A Treasury consultation, ‘Improving the effectiveness of the money laundering regulations’, closed this month. Its proposals to reform the Money Laundering Regulations 2017 (MLRs) include clarifying the triggers for due diligence and ‘source of funds’ checks, and changes to the requirements for enhanced due diligence checks and the use of digital identity when customer identity verification is taking place.

Firms are required to take a ‘risk-based approach’ when applying the regulations, carrying out checks in a proportionate manner.

Responding to the consultation, the Law Society urged that any reforms not place unnecessary obligations on the legal profession, and that a balance be struck between data privacy and anti-money laundering (AML) obligations.

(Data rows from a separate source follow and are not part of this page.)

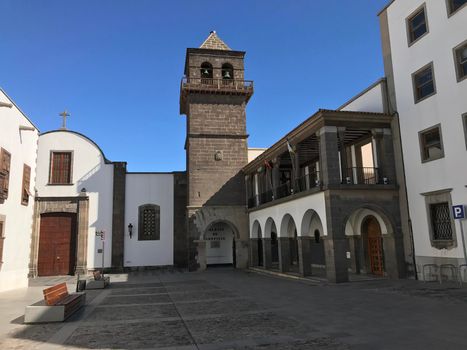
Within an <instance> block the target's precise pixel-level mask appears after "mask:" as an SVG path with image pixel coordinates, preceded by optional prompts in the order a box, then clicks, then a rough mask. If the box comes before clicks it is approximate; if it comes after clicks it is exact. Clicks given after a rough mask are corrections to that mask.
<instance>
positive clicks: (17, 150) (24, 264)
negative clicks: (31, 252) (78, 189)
mask: <svg viewBox="0 0 467 350" xmlns="http://www.w3.org/2000/svg"><path fill="white" fill-rule="evenodd" d="M0 102H4V103H9V104H12V101H11V100H10V99H9V98H8V96H7V95H6V94H5V93H4V92H3V91H2V90H1V89H0ZM20 126H28V127H34V125H33V124H32V123H31V122H30V121H29V120H28V119H27V118H26V117H25V116H24V115H23V113H22V112H21V111H20V110H19V109H18V108H17V107H16V106H14V105H13V106H12V108H8V107H0V147H2V148H4V149H5V150H7V151H8V152H9V153H11V163H10V184H9V194H8V198H7V199H6V200H5V202H4V203H3V204H0V216H1V217H2V218H4V219H5V227H4V237H5V240H4V246H3V264H1V267H0V292H1V291H5V290H10V289H15V288H22V287H27V285H28V279H27V276H28V271H29V270H28V264H29V248H30V244H31V233H32V216H33V207H34V197H32V196H30V197H29V203H28V205H27V206H25V205H22V204H21V192H22V183H23V165H24V164H26V165H29V166H30V167H31V183H30V191H31V193H34V190H33V189H34V185H35V183H34V181H35V167H36V156H37V139H38V131H37V129H35V130H34V131H19V127H20Z"/></svg>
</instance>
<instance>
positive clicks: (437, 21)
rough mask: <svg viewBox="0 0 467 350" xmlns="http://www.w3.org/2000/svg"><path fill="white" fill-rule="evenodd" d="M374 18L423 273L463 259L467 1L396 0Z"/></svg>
mask: <svg viewBox="0 0 467 350" xmlns="http://www.w3.org/2000/svg"><path fill="white" fill-rule="evenodd" d="M379 17H380V23H381V34H382V45H383V55H384V65H385V73H386V77H387V81H388V95H389V96H388V97H389V105H390V109H391V112H397V113H398V115H399V122H400V133H401V142H402V152H403V159H404V164H405V176H406V186H407V197H408V213H409V217H408V219H409V220H407V221H408V223H409V225H410V224H411V229H412V232H413V240H414V251H415V261H416V265H417V267H418V273H419V276H420V277H421V272H422V270H423V266H424V265H427V264H437V265H438V266H439V265H443V264H453V265H454V266H456V267H457V266H458V265H460V264H465V263H466V262H465V256H464V254H465V253H464V249H463V239H462V236H461V224H462V223H463V222H462V221H460V220H455V219H454V217H453V211H452V206H453V205H465V204H467V188H466V186H467V178H466V174H467V151H466V146H467V1H466V0H424V1H423V0H394V1H392V2H390V3H389V4H388V5H387V6H386V8H384V9H383V10H382V11H381V12H380V14H379Z"/></svg>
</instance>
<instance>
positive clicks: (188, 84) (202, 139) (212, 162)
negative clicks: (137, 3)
mask: <svg viewBox="0 0 467 350" xmlns="http://www.w3.org/2000/svg"><path fill="white" fill-rule="evenodd" d="M244 57H245V52H243V51H234V50H232V49H230V48H229V47H228V46H227V45H226V44H225V43H224V42H223V41H222V40H221V39H220V38H219V37H218V36H217V34H216V32H215V31H213V32H211V33H210V34H209V36H208V38H207V39H206V40H205V41H204V42H203V44H201V46H200V47H199V48H189V49H187V52H186V60H185V71H184V73H185V77H184V78H183V79H182V83H181V89H180V90H181V91H180V114H185V115H186V117H187V129H186V130H187V135H186V141H185V150H186V160H187V191H188V193H187V217H188V224H187V225H188V226H187V232H188V246H189V252H190V253H189V267H190V269H191V270H198V269H204V268H205V267H206V254H207V252H208V250H209V246H208V244H207V243H210V242H206V239H205V233H206V231H207V230H209V229H210V226H212V225H213V223H214V222H225V223H226V225H230V226H231V227H230V229H231V230H232V232H234V233H233V235H234V236H235V237H234V240H233V247H234V248H233V261H234V264H235V265H237V266H238V267H242V266H243V265H244V264H245V265H246V263H247V256H248V250H247V249H246V252H244V249H243V248H242V244H243V243H244V241H245V242H248V218H247V215H246V210H245V190H244V177H243V174H242V172H241V169H242V168H243V167H244V166H245V165H246V164H247V162H248V147H247V137H248V135H247V133H246V111H245V110H246V105H247V103H248V101H249V99H250V97H251V96H252V95H253V82H252V81H248V80H245V78H244ZM211 231H212V228H211ZM244 254H246V260H245V257H244V256H243V255H244ZM244 260H245V261H244Z"/></svg>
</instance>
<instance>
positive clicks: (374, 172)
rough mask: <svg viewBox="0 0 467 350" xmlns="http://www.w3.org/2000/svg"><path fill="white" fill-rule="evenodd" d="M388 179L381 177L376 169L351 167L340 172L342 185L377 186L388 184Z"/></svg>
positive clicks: (384, 177)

Law Society president Nick Emmerson said: ‘The MLRs are aimed at retail banks, which process hundreds of thousands of customer transactions daily.

‘Many of the requirements are disproportionate, unnecessary and difficult to implement in practice for solicitors, particularly for smaller firms that have limited resources. We therefore welcome the opportunity to ensure the MLRs are more proportionate to the risks and emerging threats.

‘Customer due diligence measures in practice are to “know your client”. However, the current sectoral guidance focuses too much on name, address and date of birth. This rarely helps identify potential real risks or provides an adequate profile of the client. 

‘The MLRs should make it clearer that where a client is conducting activity outside their socio-economic profile, the solicitor should either update their profile or understand why and how they are involved in the unusual matter.’